2. Regulations Governing the Program
The program is governed by:
- Nebraska Behavioral Health Services Act (Sections 71-801 to 71-831), which reorganizes statutes related to publicly funded behavioral health services and emphasizes community-based care
- Nebraska Administrative Code (NAC), which outlines specific regulations for healthcare facilities and services.
- Nebraska State Statutes 38-2122, 38-2123, 38-314, and 38-316, which mandate licensure requirements for mental health practitioners and alcohol and drug counselors
3. Licensing or Certification Requirements
To provide Behavioral Health Services, providers must comply with relevant state licensing requirements. This typically involves obtaining a license for healthcare facilities or becoming a Medicaid provider if services are billed under Medicaid. Mental health practitioners and alcohol and drug counselors must also be licensed by the state
4. Responsible State Agency
The Nebraska Department of Health and Human Services (DHHS) is responsible for overseeing compliance with behavioral health regulations and licensing for facilities.
5. Application Process
The application process involves submitting a completed application to DHHS for facility licensure or becoming a Medicaid provider. While specific online platforms are not detailed, applications typically require original signatures and supporting documents, which may need to be mailed to DHHS.
6. Required Documentation
Applicants must provide:
- A completed application form.
- Proof of compliance with all applicable Titles of the Nebraska Administrative Code.
- Documentation showing adherence to standards as described in the Division of Medicaid and Long-Term Care Service Provider Agreement.
- Proof of staff qualifications and training plans.
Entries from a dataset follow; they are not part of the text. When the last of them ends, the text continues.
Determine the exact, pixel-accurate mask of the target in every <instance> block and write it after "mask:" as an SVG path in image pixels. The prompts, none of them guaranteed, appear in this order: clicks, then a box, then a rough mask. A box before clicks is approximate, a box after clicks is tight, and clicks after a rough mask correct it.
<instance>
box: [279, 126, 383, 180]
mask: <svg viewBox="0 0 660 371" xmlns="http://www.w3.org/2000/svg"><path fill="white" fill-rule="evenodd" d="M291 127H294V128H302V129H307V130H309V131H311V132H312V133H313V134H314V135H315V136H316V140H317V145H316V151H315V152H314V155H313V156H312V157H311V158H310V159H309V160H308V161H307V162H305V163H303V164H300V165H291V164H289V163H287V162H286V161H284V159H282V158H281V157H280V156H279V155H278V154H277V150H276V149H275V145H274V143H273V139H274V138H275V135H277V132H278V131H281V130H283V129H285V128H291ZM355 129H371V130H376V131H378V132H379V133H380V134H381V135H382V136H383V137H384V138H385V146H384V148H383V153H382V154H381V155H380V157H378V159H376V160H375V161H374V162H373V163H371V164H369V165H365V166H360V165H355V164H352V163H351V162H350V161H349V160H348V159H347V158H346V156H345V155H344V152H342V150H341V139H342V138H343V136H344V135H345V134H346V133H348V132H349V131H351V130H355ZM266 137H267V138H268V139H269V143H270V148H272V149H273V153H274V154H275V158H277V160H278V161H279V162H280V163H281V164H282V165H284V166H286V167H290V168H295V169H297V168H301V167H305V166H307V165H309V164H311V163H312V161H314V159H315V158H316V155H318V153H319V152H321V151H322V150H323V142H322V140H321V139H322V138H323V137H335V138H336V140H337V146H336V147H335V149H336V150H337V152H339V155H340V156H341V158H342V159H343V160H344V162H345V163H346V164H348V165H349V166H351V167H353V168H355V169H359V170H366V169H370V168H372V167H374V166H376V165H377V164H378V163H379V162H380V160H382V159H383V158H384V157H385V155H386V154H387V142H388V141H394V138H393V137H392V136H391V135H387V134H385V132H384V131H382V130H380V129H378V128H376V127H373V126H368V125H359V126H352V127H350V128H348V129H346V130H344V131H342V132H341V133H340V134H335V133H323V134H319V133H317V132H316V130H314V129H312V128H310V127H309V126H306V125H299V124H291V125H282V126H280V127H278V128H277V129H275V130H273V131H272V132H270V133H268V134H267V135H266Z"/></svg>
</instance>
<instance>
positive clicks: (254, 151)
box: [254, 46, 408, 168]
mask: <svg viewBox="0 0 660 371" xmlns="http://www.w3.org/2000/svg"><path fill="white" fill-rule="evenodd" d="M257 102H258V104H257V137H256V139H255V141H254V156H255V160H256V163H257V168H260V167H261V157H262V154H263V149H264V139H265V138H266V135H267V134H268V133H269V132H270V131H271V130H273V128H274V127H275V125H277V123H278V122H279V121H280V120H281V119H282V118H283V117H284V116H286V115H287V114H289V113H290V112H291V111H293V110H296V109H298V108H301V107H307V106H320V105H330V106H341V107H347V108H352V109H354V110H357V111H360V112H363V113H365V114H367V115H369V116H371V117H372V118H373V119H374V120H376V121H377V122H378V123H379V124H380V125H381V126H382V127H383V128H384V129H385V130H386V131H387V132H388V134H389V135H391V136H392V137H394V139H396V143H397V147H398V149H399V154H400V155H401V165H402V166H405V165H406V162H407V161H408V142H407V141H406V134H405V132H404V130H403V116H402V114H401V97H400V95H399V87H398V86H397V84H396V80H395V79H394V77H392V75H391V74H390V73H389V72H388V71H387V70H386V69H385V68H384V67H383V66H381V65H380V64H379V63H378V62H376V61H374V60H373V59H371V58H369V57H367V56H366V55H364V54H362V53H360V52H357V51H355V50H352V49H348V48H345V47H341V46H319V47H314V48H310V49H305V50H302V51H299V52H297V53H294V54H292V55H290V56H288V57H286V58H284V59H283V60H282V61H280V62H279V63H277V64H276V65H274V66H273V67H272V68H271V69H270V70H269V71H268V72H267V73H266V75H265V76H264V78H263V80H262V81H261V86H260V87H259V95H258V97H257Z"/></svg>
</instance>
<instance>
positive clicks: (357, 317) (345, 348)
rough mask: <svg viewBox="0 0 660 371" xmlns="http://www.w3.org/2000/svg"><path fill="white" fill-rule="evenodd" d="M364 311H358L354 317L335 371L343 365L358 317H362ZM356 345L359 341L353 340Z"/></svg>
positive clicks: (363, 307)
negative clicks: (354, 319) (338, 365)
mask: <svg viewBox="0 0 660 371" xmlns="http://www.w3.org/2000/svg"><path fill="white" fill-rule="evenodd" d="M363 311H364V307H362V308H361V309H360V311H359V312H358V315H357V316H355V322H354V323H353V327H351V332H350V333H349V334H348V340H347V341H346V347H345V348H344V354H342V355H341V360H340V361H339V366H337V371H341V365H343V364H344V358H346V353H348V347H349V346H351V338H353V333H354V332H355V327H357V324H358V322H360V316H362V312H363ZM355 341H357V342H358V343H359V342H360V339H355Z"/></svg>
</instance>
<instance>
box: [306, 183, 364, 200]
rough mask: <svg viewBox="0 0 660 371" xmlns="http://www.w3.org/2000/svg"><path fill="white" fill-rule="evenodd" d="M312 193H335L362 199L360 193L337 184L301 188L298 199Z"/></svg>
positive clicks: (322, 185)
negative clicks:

- Payment of licensing fees as stipulated in relevant NAC chapters.
7. Timeline for Approval
Once a complete application is received, DHHS will review it. The timeline for approval can vary based on the completeness of the application and readiness for any necessary inspections.
8. Pre-Application Process
There is no formal pre-license application process; however, applicants should ensure they meet all operational standards and have necessary documentation ready before submitting their application.
9. Pre-Application Training
While specific pre-application training is not mandated, providers must comply with all applicable regulations and standards. Training may include understanding operational standards, quality assurance, and performance improvement programs.
10. Additional Notes
- Behavioral Health Services providers must ensure compliance with federal and state regulations regarding patient privacy (HIPAA) and quality of care standards.
- Providers participating in Medicaid must comply with Medicaid contracting requirements and standards.